Lai's trial began in December 2023. It was initially expected to last around 80 days but now is expected to resume in November.

Several press freedom groups have called the trial a sham, and the US and British governments have called for his immediate release. However, Hong Kong officials, have claimed he will receive a fair trial.

Other incidents cited in the UN report include the case of Cao Shunli, a Beijing-based human rights defender who was arrested following an attempt to engage in a universal periodic review of China's human rights record at the Human Rights Council. Cao died in custody in 2014.
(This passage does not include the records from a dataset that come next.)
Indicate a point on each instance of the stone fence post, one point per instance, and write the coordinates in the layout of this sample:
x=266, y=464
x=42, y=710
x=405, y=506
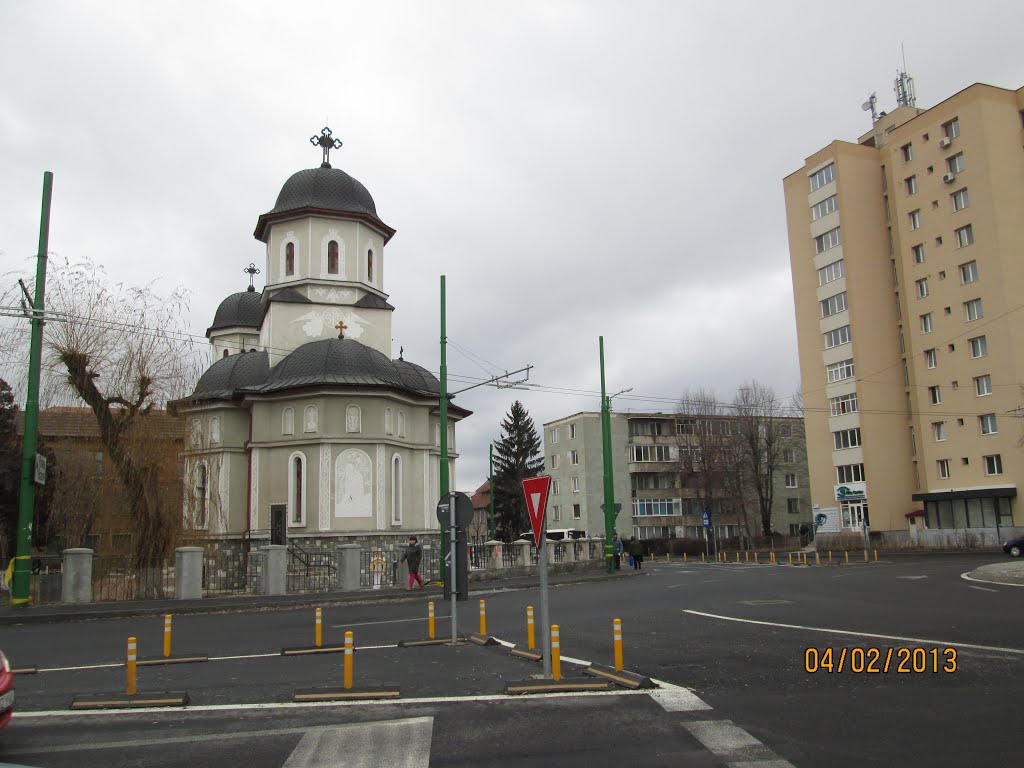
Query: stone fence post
x=274, y=580
x=76, y=577
x=348, y=567
x=187, y=572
Another case is that of the Beijing-based activists, Li Wenzu and Wang Quanzhang, who are married. The couple have faced significant retaliation, including police surveillance and evictions, and their son is unable to enrol in school due to pressure from state authorities, the report said.

"If one reads these cases, you get a sense of what risks -- what unbelievable risks -- people are taking to do this kind of work," Richardson said.

The report doesn't mention specific incidents involving Uyghurs or Tibetans, but Richardson says their absence underscores how difficult it is for some groups to access UN mechanisms in the first place, as well as how some people may be too scared to report such incidents to the UN, VOA reported.

The Chinese government has engaged in severe human rights abuses against both ethnic groups, according to myriad reports.

Multiple governments and international human rights organizations have accused Beijing of committing genocide and crimes against humanity against the Uyghurs, which the Chinese government rejects.